Traffic grew 9% to 184m passengers which is up by 23% on pre-Covid levels.
Total FY24 revenue rose 25% to €13.44 billion and revenue per passenger was up 15%, with the average fare up by 21%.
The airline said ancillary sales increased 12% to €4.3 billion.
Ryanair’s strong airline profit comes despite operations being impacted by 67 days of ATC strikes, it says.
This caused thousands of flight cancellations to/from Germany, Spain, Italy and the UK.
During FY24, Ryanair’s EU ownership continued to increase and was just over 48% at the year-end.
Ryanair’s fleet included 146 Boeing 737 Max aircraft at year-end and it hopes to increase this to 158 by the end of July.

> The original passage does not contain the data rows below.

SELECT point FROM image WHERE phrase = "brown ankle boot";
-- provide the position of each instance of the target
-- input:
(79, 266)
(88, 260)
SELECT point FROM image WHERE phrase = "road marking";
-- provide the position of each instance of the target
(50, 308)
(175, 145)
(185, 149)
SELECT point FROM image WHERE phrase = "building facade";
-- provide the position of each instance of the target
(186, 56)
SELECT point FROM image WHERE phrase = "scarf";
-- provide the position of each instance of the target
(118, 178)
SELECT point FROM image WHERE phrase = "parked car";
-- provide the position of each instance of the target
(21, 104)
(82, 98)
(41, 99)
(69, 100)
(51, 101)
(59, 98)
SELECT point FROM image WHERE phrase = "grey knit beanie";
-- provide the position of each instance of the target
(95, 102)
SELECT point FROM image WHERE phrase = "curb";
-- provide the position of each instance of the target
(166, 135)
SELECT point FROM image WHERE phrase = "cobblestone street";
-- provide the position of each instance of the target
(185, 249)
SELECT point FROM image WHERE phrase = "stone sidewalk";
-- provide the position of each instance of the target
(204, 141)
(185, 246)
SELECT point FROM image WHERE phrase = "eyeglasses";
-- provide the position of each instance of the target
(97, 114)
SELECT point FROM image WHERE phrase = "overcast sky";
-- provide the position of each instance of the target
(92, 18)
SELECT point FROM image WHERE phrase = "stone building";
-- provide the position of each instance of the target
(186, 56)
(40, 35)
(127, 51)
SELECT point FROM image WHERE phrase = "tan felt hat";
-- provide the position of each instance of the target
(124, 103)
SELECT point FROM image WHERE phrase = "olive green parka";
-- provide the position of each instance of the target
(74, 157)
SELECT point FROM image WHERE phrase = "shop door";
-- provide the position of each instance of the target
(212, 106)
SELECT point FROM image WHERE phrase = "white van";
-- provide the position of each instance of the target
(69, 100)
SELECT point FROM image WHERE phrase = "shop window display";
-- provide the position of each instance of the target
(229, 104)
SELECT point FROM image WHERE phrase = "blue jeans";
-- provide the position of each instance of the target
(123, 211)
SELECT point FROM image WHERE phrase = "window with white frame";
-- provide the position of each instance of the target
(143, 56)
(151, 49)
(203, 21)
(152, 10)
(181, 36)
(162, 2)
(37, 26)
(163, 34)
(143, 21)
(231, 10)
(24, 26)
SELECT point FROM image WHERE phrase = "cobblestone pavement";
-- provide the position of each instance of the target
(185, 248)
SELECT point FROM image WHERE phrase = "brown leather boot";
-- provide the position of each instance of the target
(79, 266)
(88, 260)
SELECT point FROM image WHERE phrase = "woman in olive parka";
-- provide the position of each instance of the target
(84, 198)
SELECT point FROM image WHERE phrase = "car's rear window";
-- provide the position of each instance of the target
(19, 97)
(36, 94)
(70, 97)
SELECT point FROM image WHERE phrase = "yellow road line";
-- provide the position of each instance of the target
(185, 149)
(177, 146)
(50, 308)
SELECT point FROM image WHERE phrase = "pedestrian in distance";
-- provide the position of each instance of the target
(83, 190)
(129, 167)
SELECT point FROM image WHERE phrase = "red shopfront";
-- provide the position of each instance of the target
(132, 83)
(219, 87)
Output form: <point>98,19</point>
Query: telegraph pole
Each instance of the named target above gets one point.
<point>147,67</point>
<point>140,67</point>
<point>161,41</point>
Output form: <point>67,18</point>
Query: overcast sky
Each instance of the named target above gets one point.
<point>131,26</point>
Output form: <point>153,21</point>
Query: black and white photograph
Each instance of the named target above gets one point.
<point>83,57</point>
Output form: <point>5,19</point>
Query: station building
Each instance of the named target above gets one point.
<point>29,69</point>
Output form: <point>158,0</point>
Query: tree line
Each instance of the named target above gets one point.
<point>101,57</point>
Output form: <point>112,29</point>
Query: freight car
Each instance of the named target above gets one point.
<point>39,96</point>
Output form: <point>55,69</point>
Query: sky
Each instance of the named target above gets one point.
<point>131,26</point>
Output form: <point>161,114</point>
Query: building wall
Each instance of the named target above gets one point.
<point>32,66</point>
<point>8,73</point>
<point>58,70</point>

This would be 23 short of its contracted Boeing deliveries.
Ryanair will operate its largest ever summer schedule with over 200 new routes and 5 new bases.
Ryanair expects to grow FY25 traffic subject to Boeing deliveries returning to contracted levels before the year-end.
“With EU short-haul capacity constrained, summer 2024 demand is positive, with bookings trending ahead of last year,” Group CEO Michael O’Leary said.